Markets to make a somber start of the new series on weak regional cues

28 Apr 2017 Evaluate

The Indian markets after a choppy day of trade ended lower by over a quarter percent in last session, there was profit taking in recent outperformers on the eve of derivatives expiry. Today, the start of the new series is likely to be somber on weak regional cues, though some recovery can be seen with the International Monetary Fund Managing Director’s statement that the Goods and Services Tax to be implemented from July 1 would help raise India's medium-term growth to above eight per cent, as it will enhance production and the movement of goods and services across Indian states. Meanwhile, Prime Minister Narendra Modi has flagged off the first UDAN flight under regional connectivity scheme (RCS), a scheme launched in order to make air travel accessible to citizens in regionally important cities. There will be some buzz in the gems and jewellary stocks on report that Exports of gems and jewellery from the country increased by about 10 per cent in FY2017 to $43.156 billion from $39.286 billion in FY2016. Pharma sector stocks too may see some action on reports that the Pharmaceutical Export Promotion Council (Pharmexcil) is working jointly with the Centre for harmonisation of export norms with African countries. There will be lots or earnings reaction based on the performance of the companies.

The US markets managed mostly a positive close in last session, though the trade remained lackluster, as traders digested the latest batch of earnings news. There was some cautiousness with the Labor Department report showing an unexpected increase in initial jobless claims in the week ended April 22nd. The Asian markets have made mostly a lower start, as geopolitical concerns lingered and investors assessed corporate earnings before a report on growth in the world’s largest economy.

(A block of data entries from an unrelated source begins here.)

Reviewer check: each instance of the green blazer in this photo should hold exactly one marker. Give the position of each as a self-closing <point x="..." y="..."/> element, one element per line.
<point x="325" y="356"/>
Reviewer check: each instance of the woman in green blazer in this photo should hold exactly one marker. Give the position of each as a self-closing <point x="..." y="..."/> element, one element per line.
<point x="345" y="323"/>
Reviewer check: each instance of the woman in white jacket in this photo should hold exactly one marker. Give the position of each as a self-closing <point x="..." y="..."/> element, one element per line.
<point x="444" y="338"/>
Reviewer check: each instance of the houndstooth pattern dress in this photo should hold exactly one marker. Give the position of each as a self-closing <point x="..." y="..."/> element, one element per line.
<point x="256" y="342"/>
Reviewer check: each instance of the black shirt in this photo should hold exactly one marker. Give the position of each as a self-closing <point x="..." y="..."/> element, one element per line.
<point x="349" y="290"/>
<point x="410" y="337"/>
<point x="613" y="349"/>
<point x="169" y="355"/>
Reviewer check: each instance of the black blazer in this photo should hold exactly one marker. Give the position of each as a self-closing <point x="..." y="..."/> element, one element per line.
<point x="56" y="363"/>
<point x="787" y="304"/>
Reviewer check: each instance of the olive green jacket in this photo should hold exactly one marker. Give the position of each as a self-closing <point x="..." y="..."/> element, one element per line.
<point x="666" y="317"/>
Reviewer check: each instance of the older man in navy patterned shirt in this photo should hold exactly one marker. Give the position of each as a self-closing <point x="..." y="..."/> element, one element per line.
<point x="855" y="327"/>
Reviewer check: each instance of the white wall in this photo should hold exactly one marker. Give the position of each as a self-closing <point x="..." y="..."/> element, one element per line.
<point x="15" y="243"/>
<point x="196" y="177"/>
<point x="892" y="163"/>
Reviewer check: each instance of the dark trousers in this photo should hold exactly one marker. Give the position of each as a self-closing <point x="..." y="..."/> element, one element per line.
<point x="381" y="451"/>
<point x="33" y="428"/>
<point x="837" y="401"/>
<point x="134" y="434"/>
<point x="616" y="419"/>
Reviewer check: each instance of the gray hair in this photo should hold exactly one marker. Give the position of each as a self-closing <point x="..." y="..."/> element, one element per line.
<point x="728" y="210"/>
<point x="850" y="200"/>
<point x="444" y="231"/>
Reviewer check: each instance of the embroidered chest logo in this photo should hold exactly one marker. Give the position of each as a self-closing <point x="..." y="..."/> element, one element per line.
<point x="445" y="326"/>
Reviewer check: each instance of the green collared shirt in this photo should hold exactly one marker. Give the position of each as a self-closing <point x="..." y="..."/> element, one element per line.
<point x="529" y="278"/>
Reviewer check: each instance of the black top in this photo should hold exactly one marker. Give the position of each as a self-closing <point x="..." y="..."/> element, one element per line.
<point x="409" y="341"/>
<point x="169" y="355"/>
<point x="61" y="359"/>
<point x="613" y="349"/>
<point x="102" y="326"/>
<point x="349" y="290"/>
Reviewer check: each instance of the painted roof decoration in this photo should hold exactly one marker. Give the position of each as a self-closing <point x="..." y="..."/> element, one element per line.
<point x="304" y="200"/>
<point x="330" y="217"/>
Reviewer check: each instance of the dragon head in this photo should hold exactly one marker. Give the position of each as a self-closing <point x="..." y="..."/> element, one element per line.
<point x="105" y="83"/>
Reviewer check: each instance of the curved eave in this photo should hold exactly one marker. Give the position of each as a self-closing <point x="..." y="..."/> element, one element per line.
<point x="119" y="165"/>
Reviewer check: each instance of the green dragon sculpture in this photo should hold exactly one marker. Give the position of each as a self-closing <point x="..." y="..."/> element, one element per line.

Back home, Indian equity markets truly depicted the choppiness of F&O expiry session and ended the session slightly in red on Thursday. Final hour of trade mainly played spoil sports for the markets and bourses settled below their crucial 30,100 (Sensex) and 9,350 (Nifty) levels. However, for the April series, Nifty garnered gains of 1.84 percent, while Sensex ended the series with a gain of 1.29 percent. Today, markets made a cautious start after Finance Minister Arun Jaitley expressed concern over the worrying signs of economic protectionism and has said the continued unpredictability in ties between major powers has brought new uncertainties to the fore. Separately, investors took note that a stronger rupee can help check inflation as it will pull down commodity prices, but export-reliant companies such as IT firms and drug makers are likely to take up to 4% hit on their earnings. Exporters’ body Federation of Indian Export Organisations (FIEO) said the rupee appreciation during the last two months has negatively impacted the country’s exports, and demanded immediate support from the government. However, markets made smart recovery and entered into green terrain in afternoon session, as some support with the report that the Securities and Exchange Board of India (Sebi) approved a slew of reform measures to provide a fillip to the domestic markets, which include approval to options trading in commodity derivatives, unified licence for brokers, mutual fund investments through digital wallets, stricter public offer norms and enhanced safeguards to curb illicit fund flows. Sentiments also got soothed with report that bank credit growth improved to 5.52 percent in the first fortnight of the financial year (FY18), after falling to a whopping six-decade low of 5.08 per cent in the previous financial year (FY17). Some support also came with Finance Minister Arun Jaitley asserting that the government was giving top priority to addressing the issue of bad loans while acknowledging that the problem of non-performing assets was ‘adversely impacting’ the Indian banking system. Finally, the BSE Sensex declined 103.61 points or 0.34% to 30,029.74, while the CNX Nifty was down by 9.70 points or 0.10% to 9342.15.